Donepezil Regulates 1-Methyl-4-phenylpyridinium-Induced Microglial Polarization in Parkinson’s Disease

多奈哌齐 小胶质细胞 化学 神经炎症 STAT6 乙酰胆碱酯酶 药理学 细胞生物学 肿瘤坏死因子α 磷酸化 癌症研究 内科学 内分泌学 生物 医学 转录因子 炎症 生物化学 痴呆 疾病 基因
作者
Teng Chen,Ruihua Hou,Shujun Xu,Chengyuan Wu
出处
期刊:ACS Chemical Neuroscience [American Chemical Society]

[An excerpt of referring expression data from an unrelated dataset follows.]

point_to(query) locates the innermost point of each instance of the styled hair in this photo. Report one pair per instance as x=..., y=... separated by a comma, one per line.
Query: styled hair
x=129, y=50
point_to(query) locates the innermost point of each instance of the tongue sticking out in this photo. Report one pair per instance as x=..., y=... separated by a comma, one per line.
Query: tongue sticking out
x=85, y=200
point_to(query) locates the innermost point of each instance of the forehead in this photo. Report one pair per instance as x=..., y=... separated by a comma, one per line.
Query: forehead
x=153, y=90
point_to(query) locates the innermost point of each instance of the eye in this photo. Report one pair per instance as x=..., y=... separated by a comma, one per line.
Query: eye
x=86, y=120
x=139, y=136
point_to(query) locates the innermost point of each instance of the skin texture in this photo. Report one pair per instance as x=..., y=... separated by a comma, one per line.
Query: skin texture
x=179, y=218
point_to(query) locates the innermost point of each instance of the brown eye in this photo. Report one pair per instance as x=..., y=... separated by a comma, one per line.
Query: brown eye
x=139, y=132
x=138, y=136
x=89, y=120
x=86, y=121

卷期号:6 (10): 1708-1714 被引量:27
标识
DOI:10.1021/acschemneuro.5b00026
摘要

1-Methyl-4-phenylpyridinium (MPP+) induces microglial activation and degeneration of dopaminergic (DAergic) neurons. Donepezil is a well-known acetylcholinesterase inhibitor used clinically to treat cognitive dysfunction in Alzheimer's disease (AD). In the present study, we tested the hypothesis that MPP+ promotes microglial M1 polarization and suppresses M2 polarization and that this can be restored by donepezil. Results indicate that MPP+ treatment in microglial BV2 cells promotes microglial polarization toward the M1 state. However, pretreatment with donepezil inhibited MPP+-induced M1 polarization in microglia by suppressing the release of interleukin (IL)-6, IL-1β, or tumor necrosis factor (TNF)-α. Importantly, we found that MPP+ inhibited microglial M2 polarization by suppressing expression of Arg-1, Fizz1, and Ym1, which was also rescued by pretreatment with donepezil. In addition, IL-4-mediated induction of anti-inflammatory marker genes IL-10, IL-13, and transforming growth factor-β2 (TGF-β2) were significantly attenuated by MPP+ in BV2 cells, which was restored by pretreatment with donepezil in a concentration-dependent manner. Mechanistically, we found that the addition of MPP+ reduced the intensity of phosphorylated signal transducer and activator of transcription 6 (STAT6) but not total STAT6 in IL-4-stimulated BV2 cells. Importantly, pretreatment of microglial BV2 cells with donepezil 3 h prior to administration of MPP+ rescued the reduction of STAT6 phosphorylation induced by MPP+.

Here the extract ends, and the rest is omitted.